Monday, January 28, 2008

Precious


Monday January 28 2008

The Sonoran Desert surrounding Scottsdale: one of the hottest of the North American deserts, with temperatures averaging above 100 for the three months of summer. It's also one of the wettest deserts in the world, with the area around Scottsdale averaging 9" of rainfall a year.

It's still a desert. The population is growing by 200,000 a year, spreading further out into the inhospitable, untamed desert. Where Kevin and Rusty live there's no city water or well water. Every single drop is hauled in by truck, for humans and horses.

It's good to not waste water anyway, but here in the desert, you really think about not leaving a hose on that drips, not taking long showers, not forgetting about that hose you left running to fill the water trough.

Yesterday I think we must have gotten half the year's rainfall. For 24 hours, we had a steady, heavy rain, all day, and when it wasn't a heavy rain, it was dumping. The washes became little flowing streams, which became little rivers, carving away at and widening their sand walls, creating miniature roaring rapids. It was an astonishing rain, heavier and wetter than any day in the Pacific Northwest, all the more so for being so rare in the desert here.

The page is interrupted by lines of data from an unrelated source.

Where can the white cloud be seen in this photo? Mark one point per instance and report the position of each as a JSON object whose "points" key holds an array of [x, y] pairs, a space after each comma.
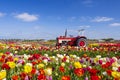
{"points": [[72, 18], [27, 17], [102, 19], [85, 26], [2, 14], [115, 24], [87, 3]]}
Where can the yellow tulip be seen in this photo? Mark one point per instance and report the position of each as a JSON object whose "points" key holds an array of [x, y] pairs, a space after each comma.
{"points": [[2, 74], [27, 68], [77, 65], [48, 71]]}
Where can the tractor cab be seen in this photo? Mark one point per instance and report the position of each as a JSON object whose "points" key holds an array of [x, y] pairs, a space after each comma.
{"points": [[80, 41]]}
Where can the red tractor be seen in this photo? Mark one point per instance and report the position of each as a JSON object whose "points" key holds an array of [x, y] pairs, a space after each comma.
{"points": [[80, 41]]}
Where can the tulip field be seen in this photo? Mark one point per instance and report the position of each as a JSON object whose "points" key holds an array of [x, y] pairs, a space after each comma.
{"points": [[98, 61]]}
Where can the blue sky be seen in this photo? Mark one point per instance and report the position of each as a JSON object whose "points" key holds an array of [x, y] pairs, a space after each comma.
{"points": [[47, 19]]}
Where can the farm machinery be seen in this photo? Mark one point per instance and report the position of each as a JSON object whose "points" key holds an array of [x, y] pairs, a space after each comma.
{"points": [[80, 41]]}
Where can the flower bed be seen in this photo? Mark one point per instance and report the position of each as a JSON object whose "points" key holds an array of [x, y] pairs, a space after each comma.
{"points": [[54, 63]]}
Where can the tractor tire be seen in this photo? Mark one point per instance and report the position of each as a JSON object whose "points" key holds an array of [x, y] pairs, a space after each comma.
{"points": [[82, 42]]}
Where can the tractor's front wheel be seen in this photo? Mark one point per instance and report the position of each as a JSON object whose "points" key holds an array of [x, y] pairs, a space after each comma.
{"points": [[82, 42]]}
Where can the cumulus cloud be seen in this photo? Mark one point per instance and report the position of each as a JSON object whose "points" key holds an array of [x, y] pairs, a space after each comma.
{"points": [[115, 24], [102, 19], [87, 3], [26, 17], [2, 14], [85, 26]]}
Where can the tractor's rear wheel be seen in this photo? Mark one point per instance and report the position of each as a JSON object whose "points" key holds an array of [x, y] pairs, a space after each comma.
{"points": [[82, 42]]}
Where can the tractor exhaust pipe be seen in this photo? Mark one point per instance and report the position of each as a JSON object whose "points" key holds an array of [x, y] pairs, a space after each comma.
{"points": [[66, 33]]}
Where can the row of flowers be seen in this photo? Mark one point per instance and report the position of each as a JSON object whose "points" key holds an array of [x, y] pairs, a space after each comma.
{"points": [[59, 67]]}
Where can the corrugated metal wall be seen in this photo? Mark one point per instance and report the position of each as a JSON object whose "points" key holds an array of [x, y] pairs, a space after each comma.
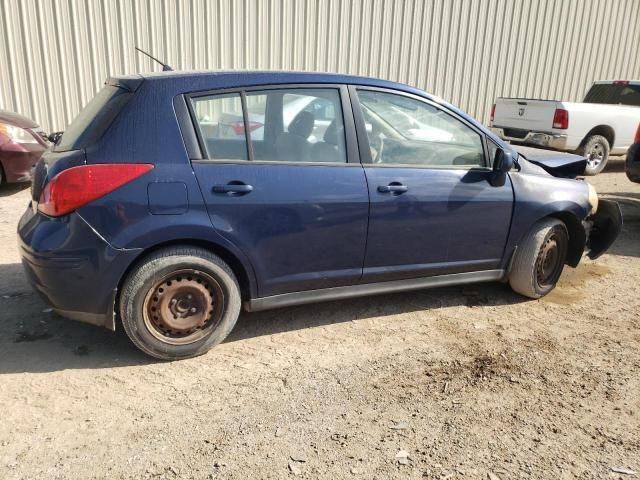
{"points": [[55, 54]]}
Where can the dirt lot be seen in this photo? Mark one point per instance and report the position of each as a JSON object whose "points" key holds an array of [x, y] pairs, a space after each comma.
{"points": [[469, 382]]}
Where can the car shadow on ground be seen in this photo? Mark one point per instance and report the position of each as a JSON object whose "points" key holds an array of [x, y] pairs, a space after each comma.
{"points": [[36, 340]]}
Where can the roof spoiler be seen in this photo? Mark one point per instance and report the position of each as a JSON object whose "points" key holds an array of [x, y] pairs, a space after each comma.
{"points": [[131, 83]]}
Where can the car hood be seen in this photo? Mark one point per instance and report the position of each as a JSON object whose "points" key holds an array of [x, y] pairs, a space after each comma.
{"points": [[16, 119], [562, 165]]}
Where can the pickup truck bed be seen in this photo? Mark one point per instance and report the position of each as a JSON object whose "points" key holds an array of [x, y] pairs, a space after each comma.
{"points": [[606, 122]]}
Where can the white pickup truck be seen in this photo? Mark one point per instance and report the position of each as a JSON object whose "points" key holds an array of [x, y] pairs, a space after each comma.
{"points": [[605, 122]]}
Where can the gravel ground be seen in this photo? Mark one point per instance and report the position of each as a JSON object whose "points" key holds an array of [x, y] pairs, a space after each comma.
{"points": [[453, 383]]}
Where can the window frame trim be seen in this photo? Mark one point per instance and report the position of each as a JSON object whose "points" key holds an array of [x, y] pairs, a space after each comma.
{"points": [[351, 142], [363, 137]]}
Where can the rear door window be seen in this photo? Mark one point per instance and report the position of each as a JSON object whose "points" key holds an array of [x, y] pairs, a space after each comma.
{"points": [[614, 94], [298, 125], [303, 125], [94, 120], [221, 124]]}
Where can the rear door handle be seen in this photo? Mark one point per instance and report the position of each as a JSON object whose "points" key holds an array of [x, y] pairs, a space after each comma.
{"points": [[394, 187], [233, 188]]}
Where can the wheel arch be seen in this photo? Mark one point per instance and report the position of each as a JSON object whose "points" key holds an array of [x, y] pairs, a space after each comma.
{"points": [[243, 271], [605, 131], [577, 236]]}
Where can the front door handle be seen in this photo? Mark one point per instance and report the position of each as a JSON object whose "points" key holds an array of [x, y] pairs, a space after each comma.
{"points": [[394, 187], [233, 188]]}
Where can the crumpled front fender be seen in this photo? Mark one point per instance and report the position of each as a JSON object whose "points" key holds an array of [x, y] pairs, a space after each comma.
{"points": [[603, 228]]}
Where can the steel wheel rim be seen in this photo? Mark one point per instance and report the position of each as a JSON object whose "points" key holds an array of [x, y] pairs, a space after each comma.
{"points": [[550, 260], [183, 307], [595, 155]]}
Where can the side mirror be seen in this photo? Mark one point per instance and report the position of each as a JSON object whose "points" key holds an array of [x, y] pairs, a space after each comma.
{"points": [[502, 163], [55, 137]]}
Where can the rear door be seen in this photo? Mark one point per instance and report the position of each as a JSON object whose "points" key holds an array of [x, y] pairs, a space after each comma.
{"points": [[297, 204], [524, 114], [433, 209]]}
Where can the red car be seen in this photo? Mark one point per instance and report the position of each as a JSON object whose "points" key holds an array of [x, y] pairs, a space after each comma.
{"points": [[22, 142]]}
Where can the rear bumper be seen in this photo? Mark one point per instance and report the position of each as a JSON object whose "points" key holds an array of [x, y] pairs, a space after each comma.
{"points": [[74, 270], [603, 228], [539, 139], [632, 163]]}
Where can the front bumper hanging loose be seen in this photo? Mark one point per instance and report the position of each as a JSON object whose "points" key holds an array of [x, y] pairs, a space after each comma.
{"points": [[603, 227]]}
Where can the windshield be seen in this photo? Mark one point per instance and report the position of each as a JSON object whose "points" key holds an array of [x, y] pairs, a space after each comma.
{"points": [[94, 119], [615, 94]]}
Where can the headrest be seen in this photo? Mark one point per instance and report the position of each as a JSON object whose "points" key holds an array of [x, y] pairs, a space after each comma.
{"points": [[332, 133], [302, 124]]}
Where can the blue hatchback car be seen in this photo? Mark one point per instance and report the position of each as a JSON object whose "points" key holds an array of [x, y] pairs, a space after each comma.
{"points": [[173, 199]]}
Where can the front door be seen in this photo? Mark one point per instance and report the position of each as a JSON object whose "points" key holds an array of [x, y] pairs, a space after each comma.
{"points": [[284, 185], [433, 210]]}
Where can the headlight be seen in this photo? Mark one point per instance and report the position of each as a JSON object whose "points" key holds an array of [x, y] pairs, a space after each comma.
{"points": [[17, 134], [593, 198]]}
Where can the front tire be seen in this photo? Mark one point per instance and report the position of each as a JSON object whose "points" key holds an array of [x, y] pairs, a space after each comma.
{"points": [[596, 149], [540, 259], [179, 302]]}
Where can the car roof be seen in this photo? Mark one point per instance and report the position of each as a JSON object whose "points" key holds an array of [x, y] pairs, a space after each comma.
{"points": [[202, 80], [178, 82]]}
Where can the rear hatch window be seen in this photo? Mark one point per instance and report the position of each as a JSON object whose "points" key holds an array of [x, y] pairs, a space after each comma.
{"points": [[614, 94], [91, 123]]}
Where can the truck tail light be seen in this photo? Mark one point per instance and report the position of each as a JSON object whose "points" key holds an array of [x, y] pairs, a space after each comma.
{"points": [[77, 186], [561, 119]]}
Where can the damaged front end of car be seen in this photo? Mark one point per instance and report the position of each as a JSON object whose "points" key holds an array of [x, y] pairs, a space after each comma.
{"points": [[602, 227], [604, 222]]}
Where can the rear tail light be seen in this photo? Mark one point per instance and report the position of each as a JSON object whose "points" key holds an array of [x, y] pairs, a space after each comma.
{"points": [[77, 186], [238, 127], [561, 119]]}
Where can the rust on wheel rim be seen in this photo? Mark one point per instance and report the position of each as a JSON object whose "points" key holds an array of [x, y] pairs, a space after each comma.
{"points": [[183, 307], [549, 264]]}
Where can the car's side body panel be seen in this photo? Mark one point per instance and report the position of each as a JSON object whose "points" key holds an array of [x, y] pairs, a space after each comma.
{"points": [[448, 221], [302, 226]]}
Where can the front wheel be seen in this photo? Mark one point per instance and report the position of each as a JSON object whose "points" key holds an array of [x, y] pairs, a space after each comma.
{"points": [[596, 150], [179, 302], [540, 259]]}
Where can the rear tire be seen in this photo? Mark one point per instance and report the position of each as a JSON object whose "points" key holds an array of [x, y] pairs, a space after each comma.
{"points": [[540, 259], [596, 148], [179, 302]]}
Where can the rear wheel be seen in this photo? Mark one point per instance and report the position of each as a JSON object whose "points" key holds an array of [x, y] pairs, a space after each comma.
{"points": [[179, 303], [596, 149], [540, 259]]}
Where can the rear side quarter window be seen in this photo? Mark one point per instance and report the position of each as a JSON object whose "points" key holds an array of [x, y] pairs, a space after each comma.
{"points": [[94, 119]]}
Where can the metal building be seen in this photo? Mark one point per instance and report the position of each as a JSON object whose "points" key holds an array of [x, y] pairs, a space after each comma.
{"points": [[55, 54]]}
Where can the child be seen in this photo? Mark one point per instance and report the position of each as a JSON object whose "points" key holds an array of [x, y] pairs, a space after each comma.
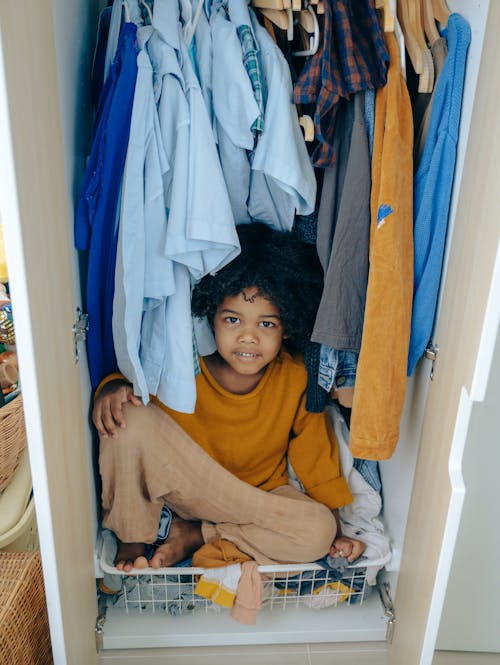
{"points": [[223, 469]]}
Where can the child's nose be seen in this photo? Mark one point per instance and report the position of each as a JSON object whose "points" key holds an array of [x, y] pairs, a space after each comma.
{"points": [[248, 335]]}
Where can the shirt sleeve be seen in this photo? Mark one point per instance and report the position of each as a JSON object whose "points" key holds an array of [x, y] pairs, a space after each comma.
{"points": [[314, 455], [107, 379]]}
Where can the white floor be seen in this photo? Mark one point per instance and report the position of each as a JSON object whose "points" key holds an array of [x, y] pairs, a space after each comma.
{"points": [[368, 653]]}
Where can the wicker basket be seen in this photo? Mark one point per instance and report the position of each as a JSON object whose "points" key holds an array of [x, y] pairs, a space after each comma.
{"points": [[12, 439], [24, 626]]}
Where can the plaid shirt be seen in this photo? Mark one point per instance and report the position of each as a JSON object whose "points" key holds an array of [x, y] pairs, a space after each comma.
{"points": [[352, 57], [251, 60]]}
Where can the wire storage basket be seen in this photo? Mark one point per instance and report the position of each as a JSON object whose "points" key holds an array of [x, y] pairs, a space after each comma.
{"points": [[173, 590], [12, 439], [24, 626]]}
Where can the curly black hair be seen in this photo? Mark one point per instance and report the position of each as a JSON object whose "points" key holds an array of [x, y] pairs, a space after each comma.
{"points": [[285, 270]]}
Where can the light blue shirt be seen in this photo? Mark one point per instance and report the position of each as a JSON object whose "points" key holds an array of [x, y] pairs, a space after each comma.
{"points": [[141, 284], [197, 221], [433, 186], [235, 110], [282, 178], [115, 23]]}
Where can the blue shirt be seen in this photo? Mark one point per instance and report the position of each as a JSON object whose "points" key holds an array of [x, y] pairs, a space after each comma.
{"points": [[97, 210], [282, 177], [179, 232], [433, 185]]}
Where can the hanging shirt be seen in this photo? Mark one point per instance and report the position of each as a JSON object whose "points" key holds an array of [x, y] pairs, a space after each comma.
{"points": [[97, 209], [381, 374], [423, 106], [142, 284], [235, 110], [344, 232], [433, 186], [282, 180], [351, 57], [188, 224]]}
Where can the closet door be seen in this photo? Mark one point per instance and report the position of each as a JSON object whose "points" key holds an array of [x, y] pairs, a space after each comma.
{"points": [[33, 200], [466, 334]]}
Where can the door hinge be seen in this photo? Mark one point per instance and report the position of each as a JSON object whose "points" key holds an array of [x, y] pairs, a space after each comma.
{"points": [[99, 622], [384, 590], [431, 354], [80, 328]]}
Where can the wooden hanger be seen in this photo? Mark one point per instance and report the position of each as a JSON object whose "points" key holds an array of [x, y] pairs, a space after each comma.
{"points": [[420, 56], [430, 27], [387, 14], [307, 124], [441, 11], [278, 12], [309, 24]]}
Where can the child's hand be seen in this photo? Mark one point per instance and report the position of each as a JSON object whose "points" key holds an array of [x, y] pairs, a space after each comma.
{"points": [[351, 548], [107, 414]]}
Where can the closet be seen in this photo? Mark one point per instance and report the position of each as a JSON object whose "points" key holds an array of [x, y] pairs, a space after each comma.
{"points": [[45, 118]]}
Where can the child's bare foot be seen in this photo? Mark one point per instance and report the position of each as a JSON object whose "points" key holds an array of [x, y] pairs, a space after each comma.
{"points": [[130, 555], [184, 538]]}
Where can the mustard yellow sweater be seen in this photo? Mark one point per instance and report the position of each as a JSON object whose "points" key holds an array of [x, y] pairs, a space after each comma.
{"points": [[251, 434]]}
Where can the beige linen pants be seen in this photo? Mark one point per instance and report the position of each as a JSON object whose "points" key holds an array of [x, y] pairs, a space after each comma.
{"points": [[154, 461]]}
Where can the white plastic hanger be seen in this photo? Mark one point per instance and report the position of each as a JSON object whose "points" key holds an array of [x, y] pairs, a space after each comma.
{"points": [[188, 37], [126, 10], [314, 38], [148, 11]]}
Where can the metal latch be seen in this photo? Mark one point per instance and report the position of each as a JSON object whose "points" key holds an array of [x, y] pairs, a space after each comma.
{"points": [[99, 623], [80, 328], [431, 354], [384, 590]]}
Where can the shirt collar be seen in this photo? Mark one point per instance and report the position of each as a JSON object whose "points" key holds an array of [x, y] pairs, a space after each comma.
{"points": [[166, 21]]}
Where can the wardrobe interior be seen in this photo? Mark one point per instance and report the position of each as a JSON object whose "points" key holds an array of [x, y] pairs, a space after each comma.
{"points": [[410, 32]]}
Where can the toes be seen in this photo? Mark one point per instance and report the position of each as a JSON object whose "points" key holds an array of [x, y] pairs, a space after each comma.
{"points": [[141, 562]]}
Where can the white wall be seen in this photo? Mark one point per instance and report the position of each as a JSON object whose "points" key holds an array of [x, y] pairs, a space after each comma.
{"points": [[471, 615]]}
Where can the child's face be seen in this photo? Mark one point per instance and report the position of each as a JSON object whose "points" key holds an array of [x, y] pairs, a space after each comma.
{"points": [[248, 332]]}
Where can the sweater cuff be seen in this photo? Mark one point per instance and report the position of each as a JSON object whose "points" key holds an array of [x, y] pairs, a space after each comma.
{"points": [[107, 379], [334, 493]]}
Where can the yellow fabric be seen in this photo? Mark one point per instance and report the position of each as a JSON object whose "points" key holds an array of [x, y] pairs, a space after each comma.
{"points": [[215, 591], [4, 275], [381, 373], [218, 553], [250, 434]]}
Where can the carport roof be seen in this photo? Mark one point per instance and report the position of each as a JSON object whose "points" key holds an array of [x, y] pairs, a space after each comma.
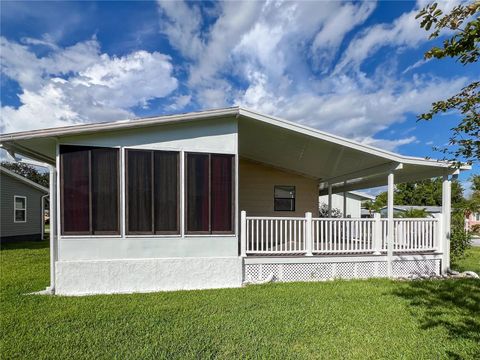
{"points": [[347, 164]]}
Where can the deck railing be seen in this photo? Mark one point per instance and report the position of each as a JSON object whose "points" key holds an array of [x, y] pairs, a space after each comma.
{"points": [[261, 235]]}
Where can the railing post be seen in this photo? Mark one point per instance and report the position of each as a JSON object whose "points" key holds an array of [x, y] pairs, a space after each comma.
{"points": [[308, 233], [243, 233], [439, 233], [377, 234]]}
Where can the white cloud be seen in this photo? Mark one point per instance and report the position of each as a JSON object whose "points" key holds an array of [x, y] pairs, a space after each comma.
{"points": [[404, 31], [80, 84]]}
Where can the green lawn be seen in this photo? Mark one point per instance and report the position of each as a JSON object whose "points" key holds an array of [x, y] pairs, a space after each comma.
{"points": [[340, 319]]}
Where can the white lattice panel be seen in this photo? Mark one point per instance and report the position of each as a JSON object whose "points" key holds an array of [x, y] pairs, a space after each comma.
{"points": [[404, 268], [344, 270]]}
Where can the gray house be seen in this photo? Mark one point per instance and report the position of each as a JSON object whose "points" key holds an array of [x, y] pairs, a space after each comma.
{"points": [[21, 207]]}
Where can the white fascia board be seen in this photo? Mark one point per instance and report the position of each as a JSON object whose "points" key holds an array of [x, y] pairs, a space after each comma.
{"points": [[122, 124], [23, 179]]}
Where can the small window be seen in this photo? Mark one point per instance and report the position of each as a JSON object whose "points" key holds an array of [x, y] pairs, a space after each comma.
{"points": [[20, 209], [284, 198]]}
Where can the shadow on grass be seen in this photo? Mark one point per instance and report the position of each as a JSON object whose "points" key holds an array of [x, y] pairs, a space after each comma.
{"points": [[15, 245], [453, 305]]}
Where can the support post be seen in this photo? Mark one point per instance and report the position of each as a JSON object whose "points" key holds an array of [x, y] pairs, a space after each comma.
{"points": [[377, 235], [446, 213], [439, 233], [53, 225], [243, 233], [390, 237], [308, 233], [329, 200]]}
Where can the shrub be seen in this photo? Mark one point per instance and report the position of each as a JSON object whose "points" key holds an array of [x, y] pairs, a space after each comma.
{"points": [[460, 241]]}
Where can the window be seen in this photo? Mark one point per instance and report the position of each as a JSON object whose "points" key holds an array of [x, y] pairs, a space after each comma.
{"points": [[284, 198], [19, 208], [209, 193], [89, 190], [152, 192]]}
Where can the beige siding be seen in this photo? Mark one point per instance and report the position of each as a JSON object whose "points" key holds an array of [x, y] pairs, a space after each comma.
{"points": [[256, 183]]}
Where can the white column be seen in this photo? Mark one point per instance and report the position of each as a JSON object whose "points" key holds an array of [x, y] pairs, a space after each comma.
{"points": [[446, 212], [377, 234], [329, 200], [243, 233], [53, 224], [308, 233], [390, 223]]}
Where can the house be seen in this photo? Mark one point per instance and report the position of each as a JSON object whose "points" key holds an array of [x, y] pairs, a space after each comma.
{"points": [[21, 207], [472, 222], [349, 203], [220, 197], [399, 209]]}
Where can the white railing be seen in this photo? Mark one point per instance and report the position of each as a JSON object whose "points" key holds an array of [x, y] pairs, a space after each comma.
{"points": [[322, 236], [279, 235]]}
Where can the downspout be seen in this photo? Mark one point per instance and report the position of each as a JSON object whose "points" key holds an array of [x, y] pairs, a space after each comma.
{"points": [[42, 215]]}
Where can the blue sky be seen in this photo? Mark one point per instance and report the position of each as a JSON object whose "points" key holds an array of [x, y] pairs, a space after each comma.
{"points": [[355, 69]]}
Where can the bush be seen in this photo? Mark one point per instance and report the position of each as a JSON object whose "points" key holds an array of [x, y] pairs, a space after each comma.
{"points": [[460, 241], [475, 229], [323, 211]]}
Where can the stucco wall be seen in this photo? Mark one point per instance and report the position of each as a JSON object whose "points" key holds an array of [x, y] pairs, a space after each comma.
{"points": [[142, 275], [256, 187], [9, 187]]}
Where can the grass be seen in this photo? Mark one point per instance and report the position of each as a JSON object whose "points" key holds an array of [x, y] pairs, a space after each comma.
{"points": [[339, 319]]}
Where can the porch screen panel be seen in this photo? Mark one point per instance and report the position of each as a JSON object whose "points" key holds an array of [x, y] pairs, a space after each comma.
{"points": [[75, 183], [166, 180], [222, 192], [198, 204], [105, 190], [139, 183]]}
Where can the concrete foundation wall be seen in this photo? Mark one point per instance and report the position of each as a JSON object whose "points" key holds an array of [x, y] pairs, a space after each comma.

The horses turned tail to the heavy drops and drooped. Blankets were quickly soaked, as were human hats and raincoats and shoes. Hay was quickly saturated, sandy paddocks turned to big puddles with rivers running through. Nature came to a standstill, out-done and drowned out by the rain. Birds hid in holes in the saguaros and under the heavy brush and squeezed against vertical branches. The desert mesquite and palo verde trees - already rich and green from August's monsoon downpour, which came an inch away from flooding into Kevin and Rusty's house - drooped toward the ground. The gray skies obliterated the mountains to the west. And it rained, and rained, impressive, remarkable rain, heavy, soggy, gray.

Toward the early hours of the morning there was something different: silence. The rain had stopped. The horses knew it was over - some of them celebrated by trotting around the paddock and shaking off underneath their blankets.

The morning brought small teasing glimmers of blue sky, puddles everywhere, and artistic water-carved wet sandy roads and new sandy wash channels. Blankets came off and horses rolled, and heavy gray clouds moved around the sky to let us know this desert was not done soaking up water yet.

Expect the spring flowers to be stunning.



Note: One day on your travels, pick up the book The Secret Knowledge of Water by Craig Childs - a fascinating look at water in the southwest deserts.